Editor’s Note: Captain Kathy Broughton of Kitty Wake Charters docked at Zeke’s Marina in Orange Beach, Alabama, has been a charter-boat captain for the past 15 years and has fished the back bays and the front beaches around Perdido Pass since 1975.

Question: Kathy, what will you be catching in November, and where will you be catching them?
Broughton: November is bull reds’ month in Orange Beach. These bull reds spawn just off the beach from 100 yards to about 2- or 3-miles offshore. I prefer to fish for these bull reds using live baits, such as pinfish, croakers, spots and alewives (if they’re still available) on light spinning tackle with 12-pound-test line.

Question: How big are the redfish you catch in November?
Broughton: We catch redfish measuring from 24- to 44-inches long, weighing from 12 to 30 pounds. These big bull reds consistently bend our rods, stretch our lines and cause our drags to scream.

Question: How many reds will your customers hook in a day of fishing?
Broughton: On a good day, my customers will hook six to eight redfish. On a great day, we’ll hook 20 or 30 reds.

Question: How long will fishing for bull reds last off Orange Beach?
Broughton: Last year was one of the best years for bull reds we’ve ever seen on the Gulf Coast with the fishing lasting from November until March. This year seems to be just as productive for redfish as last year, and it may prove to be a better year.

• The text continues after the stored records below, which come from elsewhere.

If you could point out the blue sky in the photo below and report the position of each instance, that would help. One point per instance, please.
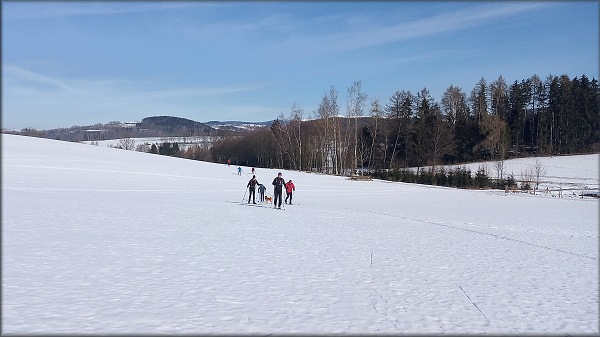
(81, 63)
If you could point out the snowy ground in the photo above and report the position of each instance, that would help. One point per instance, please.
(101, 240)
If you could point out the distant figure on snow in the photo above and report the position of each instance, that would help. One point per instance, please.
(252, 185)
(289, 188)
(278, 184)
(261, 192)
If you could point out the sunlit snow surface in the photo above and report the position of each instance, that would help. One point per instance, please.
(102, 240)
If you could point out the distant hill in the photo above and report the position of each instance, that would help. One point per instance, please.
(154, 126)
(175, 126)
(238, 126)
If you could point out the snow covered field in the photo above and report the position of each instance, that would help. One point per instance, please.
(565, 176)
(101, 240)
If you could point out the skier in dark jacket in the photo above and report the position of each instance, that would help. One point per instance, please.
(252, 185)
(278, 183)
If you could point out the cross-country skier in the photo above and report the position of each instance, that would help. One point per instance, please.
(261, 192)
(252, 185)
(278, 183)
(289, 188)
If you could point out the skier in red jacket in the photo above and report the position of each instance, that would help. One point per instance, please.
(289, 188)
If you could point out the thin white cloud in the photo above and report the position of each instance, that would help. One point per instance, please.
(35, 11)
(30, 95)
(438, 24)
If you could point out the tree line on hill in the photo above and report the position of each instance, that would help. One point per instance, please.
(495, 121)
(156, 126)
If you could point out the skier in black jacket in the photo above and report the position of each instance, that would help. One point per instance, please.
(252, 185)
(278, 183)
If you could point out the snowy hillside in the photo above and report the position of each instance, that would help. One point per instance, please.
(183, 142)
(104, 241)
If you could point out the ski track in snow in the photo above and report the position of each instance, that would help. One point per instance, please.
(99, 240)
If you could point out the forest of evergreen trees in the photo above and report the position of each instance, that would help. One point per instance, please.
(495, 121)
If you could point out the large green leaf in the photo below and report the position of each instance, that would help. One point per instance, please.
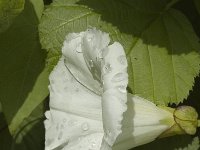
(161, 46)
(23, 79)
(29, 135)
(9, 9)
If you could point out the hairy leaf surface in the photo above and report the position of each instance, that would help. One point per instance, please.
(161, 46)
(23, 79)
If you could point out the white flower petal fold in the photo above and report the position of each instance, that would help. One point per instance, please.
(89, 105)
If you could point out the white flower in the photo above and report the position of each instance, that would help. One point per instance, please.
(90, 108)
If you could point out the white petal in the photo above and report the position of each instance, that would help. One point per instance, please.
(114, 98)
(75, 111)
(141, 123)
(75, 62)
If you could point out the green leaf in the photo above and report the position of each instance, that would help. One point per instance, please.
(193, 146)
(197, 4)
(9, 9)
(169, 143)
(23, 79)
(30, 134)
(161, 46)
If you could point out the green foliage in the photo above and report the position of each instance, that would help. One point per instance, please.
(197, 4)
(9, 9)
(161, 46)
(29, 135)
(23, 80)
(193, 146)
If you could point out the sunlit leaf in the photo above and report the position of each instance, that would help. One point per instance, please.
(9, 9)
(23, 79)
(161, 46)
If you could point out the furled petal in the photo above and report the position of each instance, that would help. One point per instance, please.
(100, 64)
(89, 105)
(75, 62)
(75, 112)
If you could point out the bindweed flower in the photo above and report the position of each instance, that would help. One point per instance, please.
(90, 108)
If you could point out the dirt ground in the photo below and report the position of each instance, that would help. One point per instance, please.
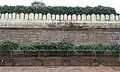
(60, 69)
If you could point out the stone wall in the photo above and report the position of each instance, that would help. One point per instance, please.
(77, 35)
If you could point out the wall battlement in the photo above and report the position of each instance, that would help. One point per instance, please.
(51, 20)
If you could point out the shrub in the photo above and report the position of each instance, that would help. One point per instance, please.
(8, 45)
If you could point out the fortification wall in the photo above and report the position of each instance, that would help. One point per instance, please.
(57, 21)
(50, 27)
(84, 36)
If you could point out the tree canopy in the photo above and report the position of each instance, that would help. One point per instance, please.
(58, 9)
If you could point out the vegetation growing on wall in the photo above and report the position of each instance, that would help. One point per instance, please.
(58, 9)
(54, 46)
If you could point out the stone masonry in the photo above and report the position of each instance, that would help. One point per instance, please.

Question: Why do you like catching big bull reds on light line?
Broughton: Catching big reds on light line is more challenging than muscling the fish to the boat using a big reel and 30-pound-test line. Anglers must use more finesse and take more time landing a red using lighter line. Too, lighter line produces a better fight from the bull reds. Since we release most November redfish because of their big size, why not prolong our enjoyment and make the fight last as long as possible?

Question: What rod and reel do you use?
Broughton: I’ll use Penn and Shimano’s Okuma reels with Contour Rods.

Question: Tell me about speckled-trout fishing in November.
Broughton: I fish the back bays and the jetties around Perdido Pass, the bridge at Perdido Pass and the front beaches just out of the Pass. By November, most speckled trout in these regions have left and moved north into the back bays. However, good numbers of white trout will remain in coves and along the Intercoastal Waterway. A few speckled trout should be in the canal as well. When the speckled trout begin moving north in November, the flounder will start moving south. We have a productive November flounder run on Alabama’s Gulf Coast. When the speckled trout move north, the flounder leave the estuary regions and swim into the Gulf’s back bays, jetties and the Pass. These flounder will hang around in large numbers
until the first big cold front arrives, and then they’ll move offshore. People interested in flounder fishing should stay close to the Pass and fish the docks closest to the Pass.

A new regulation has been introduced on flounder. In the past, no limits were placed on flounder, but the new regulations state that anglers may keep only 10 flounder that are 10 inches or longer. I’m glad to see this limit placed on flounder because flounder are fun to catch and delicious to eat, so we need to ensure there are always plenty of them. My customers and I catch nice-sized flounder from 12- to 22-inches long in November, with 4 pounders not being uncommon. Too, large numbers of mangrove snapper will be in this region during November, but these mangrove snapper are usually less than 12-inches long, so we aren’t permitted to keep them.

Question: Kathy, what else do you catch along Alabama’s Gulf Coast in November?
Broughton: If the weather stays warm, king mackerel and Spanish mackerel will roam the front beach waters. The average-size November king mackerel weighs 4 to 5 pounds, but 10 pounders aren’t uncommon. A king mackerel weighing 3 to 5 pounds may have brown spots and resemble a Spanish mackerel. To tell the difference between a young king mackerel with brown spots and a very-large Spanish mackerel, look at the lateral line on the side of the fish. If this lateral line drops down to a sharp 45-degree angle and then becomes wavy, you’ve landed a king mackerel. The lateral line on the Spanish mackerel goes straight across the fish’s side and is wavy but doesn’t have the sharp 45-degree drop. The daily creel limit on king mackerel is two per person with a 24-inch minimum size limit, and the limit on Spanish mackerel is 15 per person with no size limit.

Although we catch a wide variety of fish in November, most fishermen visiting the Alabama Gulf Coast look to battle with the big bull reds and catch white trout and flounder to take home for supper. In November, even beginner anglers have the opportunity to catch the bull reds of their lifetimes. You may catch four or five monster bull reds on a day of fishing in November. So, y’all come on down and fish with us, because we’ve got plenty of string-stretching action on Alabama’s Gulf Coast this month.